§ Mr. Matthew BanksTo ask the Chancellor of the Exchequer if he will make a statement on the progress of his proposals for stamp duty on share trading. [192]
§ Mr. Kenneth ClarkeI announced on 24 July 1996 that I intended to replace the current stamp duty on exemptions for market makers and broker dealers on the London stock exchange with a new relief for purchases made on any UK recognised investment exchange or European Economic Area regulated market by any firm fulfilling the role of intermediary on that exchange. The new regime would apply to all UK shares on which stamp duty is levied. Following detailed consultation by the Treasury over the last three months, I have now decided that it is not necessary to confine the relief available to intermediaries to purchases which are offset by sales within a given period. The introduction of such a time limit would impose additional compliance costs on firms; it would encourage a new type of tax-driven trading; and it would do little, if anything, to protect the revenue from stamp duty on shares.
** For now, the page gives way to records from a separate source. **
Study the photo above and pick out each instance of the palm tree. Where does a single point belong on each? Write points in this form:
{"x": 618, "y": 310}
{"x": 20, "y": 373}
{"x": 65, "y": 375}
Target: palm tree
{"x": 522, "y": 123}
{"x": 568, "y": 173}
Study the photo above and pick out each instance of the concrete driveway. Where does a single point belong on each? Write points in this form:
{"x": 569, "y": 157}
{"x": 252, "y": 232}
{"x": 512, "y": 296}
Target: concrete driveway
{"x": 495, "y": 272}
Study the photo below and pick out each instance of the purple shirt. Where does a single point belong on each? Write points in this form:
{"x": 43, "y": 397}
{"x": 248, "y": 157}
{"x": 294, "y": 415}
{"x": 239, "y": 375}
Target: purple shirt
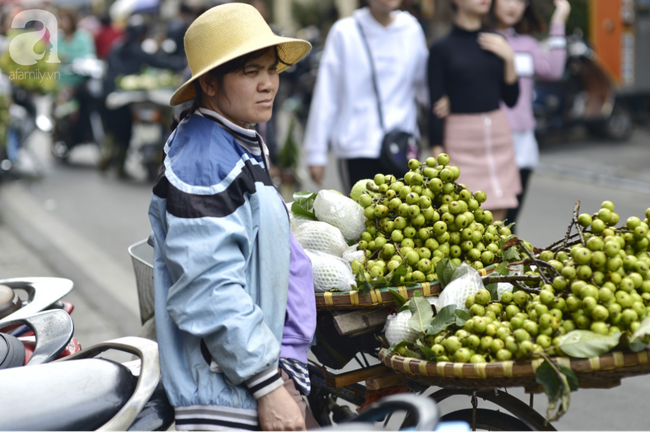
{"x": 532, "y": 63}
{"x": 300, "y": 320}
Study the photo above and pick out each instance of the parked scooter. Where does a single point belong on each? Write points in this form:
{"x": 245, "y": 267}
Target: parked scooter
{"x": 585, "y": 95}
{"x": 77, "y": 110}
{"x": 82, "y": 392}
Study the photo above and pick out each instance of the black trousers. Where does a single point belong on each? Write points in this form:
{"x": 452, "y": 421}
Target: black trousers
{"x": 513, "y": 213}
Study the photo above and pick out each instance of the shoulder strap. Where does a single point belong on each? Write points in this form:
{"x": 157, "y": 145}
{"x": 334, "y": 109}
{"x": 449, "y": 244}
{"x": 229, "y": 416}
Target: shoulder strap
{"x": 373, "y": 73}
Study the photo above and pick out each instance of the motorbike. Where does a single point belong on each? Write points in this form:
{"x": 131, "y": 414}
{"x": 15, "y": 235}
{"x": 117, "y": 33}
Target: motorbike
{"x": 77, "y": 111}
{"x": 151, "y": 116}
{"x": 84, "y": 392}
{"x": 19, "y": 119}
{"x": 585, "y": 95}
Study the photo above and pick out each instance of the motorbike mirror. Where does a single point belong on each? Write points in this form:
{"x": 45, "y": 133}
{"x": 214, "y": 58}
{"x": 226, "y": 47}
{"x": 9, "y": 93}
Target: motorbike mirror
{"x": 44, "y": 123}
{"x": 53, "y": 331}
{"x": 150, "y": 46}
{"x": 42, "y": 292}
{"x": 169, "y": 46}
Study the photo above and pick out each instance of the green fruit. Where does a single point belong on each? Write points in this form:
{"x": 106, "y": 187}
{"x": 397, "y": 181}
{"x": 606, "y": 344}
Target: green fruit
{"x": 584, "y": 220}
{"x": 483, "y": 297}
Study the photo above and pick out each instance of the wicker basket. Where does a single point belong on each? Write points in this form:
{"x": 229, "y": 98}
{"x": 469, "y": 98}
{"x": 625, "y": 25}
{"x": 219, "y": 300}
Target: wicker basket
{"x": 378, "y": 296}
{"x": 596, "y": 372}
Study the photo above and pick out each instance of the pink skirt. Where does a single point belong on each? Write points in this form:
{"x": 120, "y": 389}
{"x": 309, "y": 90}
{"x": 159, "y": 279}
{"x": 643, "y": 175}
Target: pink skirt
{"x": 481, "y": 146}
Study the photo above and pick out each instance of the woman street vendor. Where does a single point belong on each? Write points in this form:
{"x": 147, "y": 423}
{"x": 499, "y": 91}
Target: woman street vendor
{"x": 235, "y": 307}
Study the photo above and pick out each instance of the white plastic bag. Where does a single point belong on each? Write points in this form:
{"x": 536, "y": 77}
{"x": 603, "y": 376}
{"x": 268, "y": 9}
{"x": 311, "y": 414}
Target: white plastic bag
{"x": 466, "y": 282}
{"x": 330, "y": 272}
{"x": 397, "y": 328}
{"x": 321, "y": 237}
{"x": 352, "y": 254}
{"x": 340, "y": 211}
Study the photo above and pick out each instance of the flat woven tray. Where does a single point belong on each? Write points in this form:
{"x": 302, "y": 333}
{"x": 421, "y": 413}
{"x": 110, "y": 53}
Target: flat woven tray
{"x": 378, "y": 296}
{"x": 596, "y": 372}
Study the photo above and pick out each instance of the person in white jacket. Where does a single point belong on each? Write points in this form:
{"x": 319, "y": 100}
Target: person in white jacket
{"x": 343, "y": 112}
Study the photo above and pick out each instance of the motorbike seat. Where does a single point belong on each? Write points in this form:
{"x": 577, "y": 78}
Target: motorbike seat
{"x": 12, "y": 351}
{"x": 79, "y": 395}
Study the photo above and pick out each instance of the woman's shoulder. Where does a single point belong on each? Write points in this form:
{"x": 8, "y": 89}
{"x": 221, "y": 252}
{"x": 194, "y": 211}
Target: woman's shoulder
{"x": 201, "y": 153}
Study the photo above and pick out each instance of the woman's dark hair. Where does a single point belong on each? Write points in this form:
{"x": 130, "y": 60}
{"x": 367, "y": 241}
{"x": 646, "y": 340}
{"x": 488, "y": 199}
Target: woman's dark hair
{"x": 219, "y": 72}
{"x": 530, "y": 23}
My central expectation is that the proposed new regime, without a time limit, should deliver broadly the same yield from stamp duty on shares as the current regime. However, in order to guard against any potentially significant losses in revenue which may emerge on the introduction of the new tax regime and the stock exchange's new trading system, I propose to take reserve powers to impose a non-zero rate of stamp duty on share purchases and other defined classes of transactions by intermediaries. These powers could be activated to prevent against loss of revenue arising from abuse of the extended relief for intermediaries' transactions.
As well as replacing the current reliefs for stock exchange market makers and broker dealers, the proposed regime would also replace the existing stamp duty reliefs for market makers and principal traders on the London International Financial Futures and Options Exchange. Stamp duty relief would be available to LIFFE equity options intermediaries for equity purchases on other exchanges of the stocks in which LIFFE trades an option and the purchase is made on a recognised investment exchange or an EEA regulated market. LIFFE intermediaries would not necessarily have to become intermediaries on other exchanges in order to gain relief.
Detailed provisions, reflecting these proposals, will be brought forward for the 1997 Finance Bill, with a view to implementing the new regime as soon as is practicable during 1997–98.